I have a policy action that is set to run every 15 minutes. Now I do not expect it to fire every 15 minutes, but I would hope for every 30 to 60 minutes. Basically all this policy does is check the value of a registry key and depending on the value of the key, another key is set. When the action runs, it runs very quick, so not a problem there.
The biggest problem is that this only happens on a few systems. Most of my environment runs as I would expect. I thought that this might be an issue with load on the server, but the CPU is only at about 5% with a peak every few hours of maybe 40%. I then thought it might be a hypervisor issue since the system I was checking is a VM. I then checked other VMs on the same hypervisor and they did not have this issue. On top of this, I found a physical server with 12 processors and 16GB RAM that has the issue. That server is actually a DR server, so it had no load at all on it.
I have enabled the Usage Profiler on it and I can see that on the slower system it is for sure…slow When I compare the usage profiler logs between a normal system and the slow system, it identifies many of the same top 10, but the evaluation times are just way longer. Also I see that the samples on the slow system is about 3000-5000 and on a normal system it is about 50,000 to 60,000.
Also to note, both the normal and slow systems evaluate all the same content including custom baselines, analysis and fixlets/tasks.

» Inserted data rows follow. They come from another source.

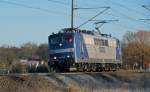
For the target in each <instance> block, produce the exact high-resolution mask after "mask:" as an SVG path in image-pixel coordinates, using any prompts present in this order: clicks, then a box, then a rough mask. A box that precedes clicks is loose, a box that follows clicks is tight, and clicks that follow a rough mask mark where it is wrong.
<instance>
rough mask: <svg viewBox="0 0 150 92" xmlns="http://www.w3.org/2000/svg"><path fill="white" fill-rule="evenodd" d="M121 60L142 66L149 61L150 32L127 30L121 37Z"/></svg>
mask: <svg viewBox="0 0 150 92" xmlns="http://www.w3.org/2000/svg"><path fill="white" fill-rule="evenodd" d="M122 42H123V49H122V50H123V60H124V62H125V63H126V64H130V65H131V66H133V65H134V64H136V63H137V64H138V65H139V67H142V68H143V67H144V65H147V63H150V32H149V31H139V32H127V33H126V34H125V35H124V37H123V41H122Z"/></svg>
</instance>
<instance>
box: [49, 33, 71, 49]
mask: <svg viewBox="0 0 150 92" xmlns="http://www.w3.org/2000/svg"><path fill="white" fill-rule="evenodd" d="M49 43H50V49H64V48H72V47H73V34H67V33H62V34H54V35H51V36H50V37H49Z"/></svg>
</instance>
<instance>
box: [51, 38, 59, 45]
mask: <svg viewBox="0 0 150 92" xmlns="http://www.w3.org/2000/svg"><path fill="white" fill-rule="evenodd" d="M59 42H60V38H59V37H51V38H50V44H58V43H59Z"/></svg>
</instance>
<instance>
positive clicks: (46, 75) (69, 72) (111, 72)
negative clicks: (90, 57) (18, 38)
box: [0, 70, 144, 76]
mask: <svg viewBox="0 0 150 92" xmlns="http://www.w3.org/2000/svg"><path fill="white" fill-rule="evenodd" d="M125 72H133V73H144V72H143V71H131V70H128V71H126V70H121V71H115V72H113V71H110V72H65V73H56V72H52V73H10V74H0V76H50V75H84V74H115V73H125Z"/></svg>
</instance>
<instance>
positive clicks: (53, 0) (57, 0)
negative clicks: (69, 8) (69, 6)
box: [48, 0, 70, 6]
mask: <svg viewBox="0 0 150 92" xmlns="http://www.w3.org/2000/svg"><path fill="white" fill-rule="evenodd" d="M48 1H50V2H53V3H57V4H62V5H65V6H66V5H67V6H70V4H69V3H65V2H62V1H58V0H57V1H56V0H48Z"/></svg>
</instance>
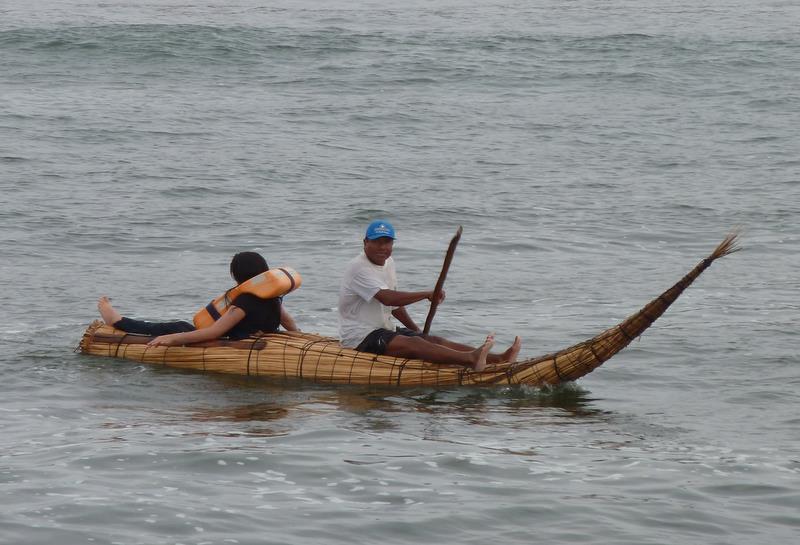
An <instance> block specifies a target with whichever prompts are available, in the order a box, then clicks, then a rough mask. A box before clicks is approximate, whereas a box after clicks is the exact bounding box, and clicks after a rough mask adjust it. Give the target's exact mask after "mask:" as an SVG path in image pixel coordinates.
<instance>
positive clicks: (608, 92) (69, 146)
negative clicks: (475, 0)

Here is an example of time differences between two systems
Mon, 26 Nov 2018 08:59:33 -0700 Complete file Enterprise Security/2014 Security Bulletins (Apps).fxf: 121381 microseconds
Tue, 20 Nov 2018 04:52:48 -0700 Complete file Enterprise Security/2014 Security Bulletins (Apps).fxf: 4244516 microseconds
I know that we have 2 baselines with about 125 components in them and I am going to work with my server team to clean those up, but these baselines are processed by normal and slow systems.
On one of the slow systems, I did increase the CPU to 10% and it made a bit of a difference, but it is still not near a normal system.
I do have a PMR open already, but we have been on it for a couple weeks and I need to get some other ideas to test.
I can share the policy action if needed, but not sure if it will point to anything as it is not an issue on about 95% of our systems.